Оделся, сбрил с щёк щетину, пошёл, поехал, поплыл. «Надо ввести в роман тело Санкт-Петербурга, его распластанность, раскинутость, так как всё в мире состоит из органов человека, их видоизменённости, инобытия».
Они встретились, поцеловали друг друга в щёки, но так, что она прильнула к нему, губы свела к губам. Тепло побежало по ним, освежило, взвело. ФМ обнял её, и она повела его к столику. Взяли борщ, сметану к нему. Бутылку водки «Салют». Повзрослели лицами, почками и сердцами. «Если роман – река, то рыба в нем – философия. Её ловят, готовят, едят». Пристали пьяные, не понравилось им лицо Достоевского, вышли на улицу, громко говорили, ругались. Надежда стояла рядом, держа телефон наготове: чтобы вызвать полицию или снимать. Драка не началась, выпивших смутила толпа, потому покурили и разошлись. ФМ и Надя вернулись и продолжили пить и есть.
Опьянение разлилось по телу, как нефть по воде, не зашло, борщ ушёл внутрь, равный Титанику, хлеб растворился тоже. Водка звала на помощь и открывала рот. Из него неслись слова, предложения и абзацы, целые рассказы и поэмы. В какой-то момент Фёдор увидел ноги, свои и Надежды, танцующими брейк-данс. На танцполе они отжигали и прыгали, рисуя картины Дали. «Хаглер, скажем так, не боксировал, а исполнял танец гор. Его движения, подчинённые музыке, побеждали врагов, нанося им удары из музыкальных клипов восьмидесятых годов».

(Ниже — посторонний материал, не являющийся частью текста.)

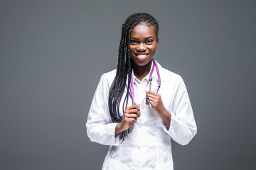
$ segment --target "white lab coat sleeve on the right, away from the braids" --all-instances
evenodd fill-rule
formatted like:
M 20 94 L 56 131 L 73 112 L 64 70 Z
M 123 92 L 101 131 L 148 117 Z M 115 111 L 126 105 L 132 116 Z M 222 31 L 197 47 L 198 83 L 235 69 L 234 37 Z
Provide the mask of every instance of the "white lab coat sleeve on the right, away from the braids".
M 171 113 L 169 130 L 167 130 L 164 122 L 162 122 L 162 124 L 164 131 L 166 131 L 175 142 L 180 145 L 187 145 L 196 135 L 197 127 L 188 92 L 180 76 L 177 80 L 174 93 L 173 103 L 171 108 L 168 109 L 169 113 Z

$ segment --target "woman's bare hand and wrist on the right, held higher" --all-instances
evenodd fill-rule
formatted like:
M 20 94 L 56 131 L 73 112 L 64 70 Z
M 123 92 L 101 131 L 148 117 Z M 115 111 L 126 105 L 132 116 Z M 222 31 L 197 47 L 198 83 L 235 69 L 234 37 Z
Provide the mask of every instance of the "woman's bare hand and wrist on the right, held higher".
M 156 115 L 164 120 L 164 124 L 166 125 L 167 129 L 169 129 L 171 113 L 169 113 L 169 111 L 167 111 L 164 107 L 164 103 L 161 100 L 161 95 L 156 94 L 154 91 L 146 91 L 146 97 L 149 98 L 149 102 L 154 109 Z M 146 100 L 146 105 L 149 105 L 149 102 Z

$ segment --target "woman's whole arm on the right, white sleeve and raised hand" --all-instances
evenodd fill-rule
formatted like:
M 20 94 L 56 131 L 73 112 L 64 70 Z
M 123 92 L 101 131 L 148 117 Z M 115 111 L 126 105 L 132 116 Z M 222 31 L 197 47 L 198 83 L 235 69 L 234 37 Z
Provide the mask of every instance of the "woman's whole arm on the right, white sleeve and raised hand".
M 196 135 L 197 128 L 183 80 L 179 77 L 174 101 L 169 109 L 164 108 L 161 96 L 153 93 L 150 91 L 146 95 L 149 96 L 155 113 L 162 118 L 164 131 L 178 144 L 187 145 Z

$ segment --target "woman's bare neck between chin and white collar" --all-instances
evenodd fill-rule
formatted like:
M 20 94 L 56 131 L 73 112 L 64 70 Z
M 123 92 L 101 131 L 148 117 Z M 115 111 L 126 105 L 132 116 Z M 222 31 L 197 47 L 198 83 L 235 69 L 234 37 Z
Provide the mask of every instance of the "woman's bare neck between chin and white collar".
M 147 74 L 149 74 L 151 64 L 152 61 L 144 66 L 138 66 L 137 64 L 132 63 L 132 69 L 134 70 L 134 75 L 137 77 L 137 79 L 142 80 Z

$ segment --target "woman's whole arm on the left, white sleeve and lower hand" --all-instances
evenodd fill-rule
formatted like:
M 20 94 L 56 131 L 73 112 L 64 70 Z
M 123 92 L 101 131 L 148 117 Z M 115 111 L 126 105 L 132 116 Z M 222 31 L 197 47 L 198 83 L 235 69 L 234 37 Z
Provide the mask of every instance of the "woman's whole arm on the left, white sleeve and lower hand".
M 109 85 L 103 74 L 92 99 L 87 117 L 87 135 L 92 142 L 102 145 L 119 145 L 119 135 L 128 130 L 139 118 L 139 105 L 130 106 L 124 111 L 121 123 L 112 123 L 108 108 Z

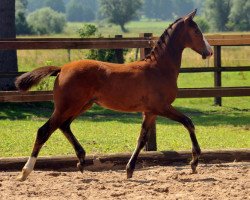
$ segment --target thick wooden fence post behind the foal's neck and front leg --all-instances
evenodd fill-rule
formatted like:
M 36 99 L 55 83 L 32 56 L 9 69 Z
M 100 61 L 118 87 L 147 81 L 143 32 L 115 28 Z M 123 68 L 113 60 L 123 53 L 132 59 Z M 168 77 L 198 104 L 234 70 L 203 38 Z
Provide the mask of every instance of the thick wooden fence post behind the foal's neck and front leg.
M 139 35 L 140 37 L 152 37 L 153 34 L 152 33 L 141 33 Z M 144 59 L 146 57 L 146 55 L 148 55 L 151 51 L 151 48 L 141 48 L 140 49 L 140 58 Z M 144 150 L 145 151 L 156 151 L 157 150 L 157 143 L 156 143 L 156 123 L 154 122 L 154 124 L 149 128 L 149 131 L 147 133 L 148 136 L 148 142 L 145 145 Z

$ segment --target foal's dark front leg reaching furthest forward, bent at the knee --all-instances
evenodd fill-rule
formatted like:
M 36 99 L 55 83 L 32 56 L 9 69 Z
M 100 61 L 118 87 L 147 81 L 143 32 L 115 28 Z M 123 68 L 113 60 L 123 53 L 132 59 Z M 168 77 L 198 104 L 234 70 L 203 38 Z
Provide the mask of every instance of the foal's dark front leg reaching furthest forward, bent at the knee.
M 195 127 L 192 120 L 189 117 L 182 114 L 181 112 L 174 109 L 172 106 L 169 106 L 163 113 L 159 115 L 180 122 L 188 130 L 192 142 L 192 161 L 190 162 L 190 164 L 192 172 L 196 173 L 199 157 L 201 155 L 201 149 L 195 135 Z

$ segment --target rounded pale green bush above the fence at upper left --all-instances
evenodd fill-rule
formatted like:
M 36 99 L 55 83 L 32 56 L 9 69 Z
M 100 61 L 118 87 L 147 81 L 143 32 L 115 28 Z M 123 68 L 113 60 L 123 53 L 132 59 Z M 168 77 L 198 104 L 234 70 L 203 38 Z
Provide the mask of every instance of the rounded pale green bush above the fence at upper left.
M 30 13 L 27 21 L 33 32 L 40 35 L 60 33 L 66 25 L 65 15 L 49 7 Z

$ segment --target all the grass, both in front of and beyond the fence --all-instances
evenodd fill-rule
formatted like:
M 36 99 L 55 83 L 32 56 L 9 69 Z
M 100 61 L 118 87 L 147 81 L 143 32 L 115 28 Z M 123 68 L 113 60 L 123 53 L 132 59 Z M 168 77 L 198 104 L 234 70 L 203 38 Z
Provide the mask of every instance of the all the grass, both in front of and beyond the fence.
M 63 35 L 53 37 L 77 37 L 81 24 L 69 24 Z M 131 22 L 130 33 L 141 32 L 160 35 L 168 23 Z M 104 36 L 121 34 L 118 26 L 99 28 Z M 71 60 L 83 59 L 85 51 L 72 50 Z M 250 47 L 222 49 L 223 66 L 247 66 L 250 63 Z M 134 57 L 134 50 L 126 60 Z M 66 50 L 18 51 L 19 71 L 30 71 L 44 65 L 63 65 L 68 62 Z M 213 67 L 212 59 L 204 61 L 191 50 L 185 50 L 182 67 Z M 52 88 L 53 80 L 46 80 L 39 89 Z M 213 73 L 181 74 L 179 87 L 211 87 Z M 223 86 L 249 86 L 250 72 L 228 72 L 222 76 Z M 202 149 L 250 148 L 250 97 L 223 98 L 223 106 L 213 106 L 212 98 L 177 99 L 174 106 L 190 116 L 196 125 L 197 138 Z M 28 156 L 37 129 L 52 113 L 51 103 L 1 103 L 0 104 L 0 157 Z M 87 153 L 131 152 L 140 131 L 141 115 L 117 113 L 95 106 L 72 124 L 73 132 Z M 157 143 L 159 150 L 189 150 L 191 142 L 182 125 L 158 118 Z M 74 154 L 64 136 L 57 131 L 46 143 L 41 155 Z

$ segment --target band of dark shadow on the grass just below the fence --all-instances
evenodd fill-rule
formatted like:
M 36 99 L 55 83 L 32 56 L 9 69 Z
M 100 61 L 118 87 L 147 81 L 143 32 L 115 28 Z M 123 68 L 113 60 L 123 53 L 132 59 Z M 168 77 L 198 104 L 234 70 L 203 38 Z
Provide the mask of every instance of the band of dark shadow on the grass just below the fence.
M 0 120 L 42 120 L 46 121 L 53 112 L 52 102 L 42 103 L 0 103 Z M 201 126 L 249 126 L 249 117 L 242 115 L 249 112 L 247 109 L 229 108 L 227 112 L 210 111 L 205 112 L 193 108 L 177 107 L 179 111 L 189 116 L 196 125 Z M 117 121 L 120 123 L 141 124 L 141 113 L 121 113 L 107 110 L 94 105 L 86 113 L 80 115 L 77 120 L 106 122 Z M 176 124 L 166 118 L 158 117 L 157 124 Z

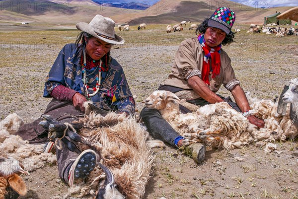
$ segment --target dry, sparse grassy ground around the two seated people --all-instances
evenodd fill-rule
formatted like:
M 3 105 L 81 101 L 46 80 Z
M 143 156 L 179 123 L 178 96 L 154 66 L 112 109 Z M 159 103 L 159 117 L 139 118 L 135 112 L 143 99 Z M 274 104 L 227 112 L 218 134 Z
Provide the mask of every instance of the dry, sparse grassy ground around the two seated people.
M 253 97 L 274 99 L 298 76 L 298 37 L 246 33 L 247 25 L 234 26 L 241 32 L 224 50 L 241 86 Z M 126 44 L 114 46 L 112 56 L 125 70 L 139 112 L 142 101 L 170 72 L 179 43 L 195 36 L 187 28 L 167 34 L 165 27 L 149 25 L 138 31 L 132 26 L 131 31 L 117 32 Z M 1 119 L 15 112 L 32 122 L 42 114 L 50 100 L 42 98 L 45 77 L 60 49 L 73 43 L 77 34 L 75 30 L 0 33 Z M 224 89 L 220 94 L 229 95 Z M 283 150 L 280 155 L 266 155 L 254 144 L 231 151 L 209 149 L 201 165 L 174 148 L 156 149 L 145 199 L 298 199 L 297 139 L 277 144 Z M 236 156 L 244 160 L 239 162 Z M 60 199 L 67 194 L 55 165 L 24 178 L 29 189 L 25 198 Z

Надежда ушла, так как ей позвонил муж, что стало неожиданностью для Фёдора, он попрощался с ней, допил водку и уронил голову на стол. Был выведен и отвезён в вытрезвитель, где он выспался, оплатил штраф, похмелился, так как полицейские чувствовали себя хорошо и отмечали юбилей капитана, вышел на свежий воздух и закурил окружающую его обстановку. «Наркота, выпивка и сигареты сжимают время, сбивают в комок и отправляют его в урну. В ней можно встретить до тонны времени, в чём распишутся дворники и „Сады осенью“ и зимой». Фёдор отправился на радио, устроился в студии, через полчаса начал чтение в микрофон с телефона: «Родион шёл по улице, наматываемой на ноги и сердце, и сам он был ими. Соня шагала за ним, увлекала мужчин, танцевала порой, курила воздух ноздрями, смеялась, била в ладоши, хлопала ресницами, аплодируя увиденному, спектаклю, его концу, потому что действительность – это конец, после которого нужно выйти из неё и пойти или поехать домой». Он сделал паузу, вышел покурить и стал четыре тысячи рублей раз собой. Ровно столько ему обещали за книгу, роман, событие, жизнь, целый мир, увитый змеями – ветками в листьях – крылах дракона, жалящих ствол – бога-отца, чтобы отделаться от него и улететь.